下記の問題及び解説は、必ずしも現時点における法改正及びデータを反映したものではない場合があります。

宅建 過去問解説 平成4年 問10

【問 10】 Aは、木造の建物の所有を目的として、Bが所有する土地を期間30年の約定で賃借している。この場合、民法及び借地借家法の規定によれば、次の記述のうち正しいものはどれか。

1 期間満了前にAが鉄筋コンクリート造りの建物を無断で増築した場合、Bが遅滞なく異議を述べなければ、借地権の存続期間は、増築のときから30年となる。

2 期間満了前に建物が滅失し、Aが再築をしない場合、期間満了の際にAが契約の更新の請求をしても、Bが異議を述べたときは、当該契約は更新されない。

3 期間満了後Aが土地の使用を継続している場合、Bが遅滞なく異議を述べなければ、期間の定めのない借地権が設定されたものとみなされる。

4 期間満了前に建物が火災により滅失し、Aが木造の建物を再築した場合、Bが遅滞なく異議を述べなければ、借地権の存続期間は、建物滅失の日から30年となる。

【解答及び解説】

【問 10】 正解 2

1 誤り。本問は木造の建物の所有を目的としているので、Aは少なくとも借地条件に違反している。したがって、Bは解除権を有している。
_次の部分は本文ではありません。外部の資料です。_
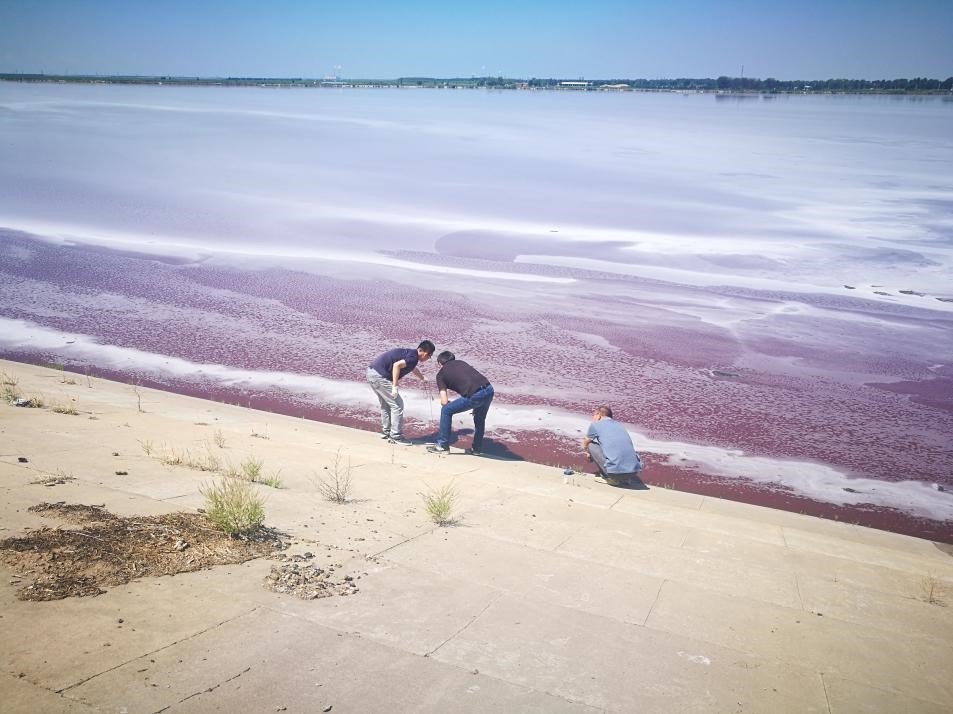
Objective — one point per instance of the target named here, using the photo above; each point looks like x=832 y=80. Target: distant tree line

Bが遅滞なく異議を述べなかった場合でも、この解除権がすぐに奪われることはない。
*借地借家法5条

2 正しい。借地権の存続期間が満了する場合において、借地権者が契約の更新を請求したときは、「建物がある場合に限り」、従前の契約と同一の条件で契約を更新したものとみなす。したがって、建物が存在しないのであれば、借地権者が契約の更新請求をしても、当該契約は更新されない。
*借地借家法5条1項

3 誤り。借地権の存続期間が満了した後、借地権者が土地の使用を継続するときは、建物がある場合に限り、従前の契約と同一の条件で契約を更新したものとみなす。ただ、更新された借地権の存続期間は、最初の更新では20年、2回目以降の更新では10年となる。使用継続の場合に、契約が更新され、期間の定めのないものとされるのは、「借家権」の場合である。
*借地借家法5条2項

4 誤り。借地権の存続期間が満了する前に建物の滅失があった場合において、借地権者が残存期間を超えて存続すべき建物を築造したときは、その建物を築造するにつき「借地権設定者の承諾がある場合に限り」、借地権は、「承諾があった日又は建物が築造された日のいずれか早い日から20年間」存続する。
*借地借家法7条1項


【解法のポイント】借地権については、存続期間の問題は多いですね。肢1は、条文そのままの事例ではないので、ちょっと考えて下さい、という問題。肢2は「建物がある場合に限り」という要件をしっかり押さえておく問題。肢3は借家権との混乱を狙った問題。肢4は、建物滅失後の再築の問題の要件と効果を確実に覚えているか、という問題です。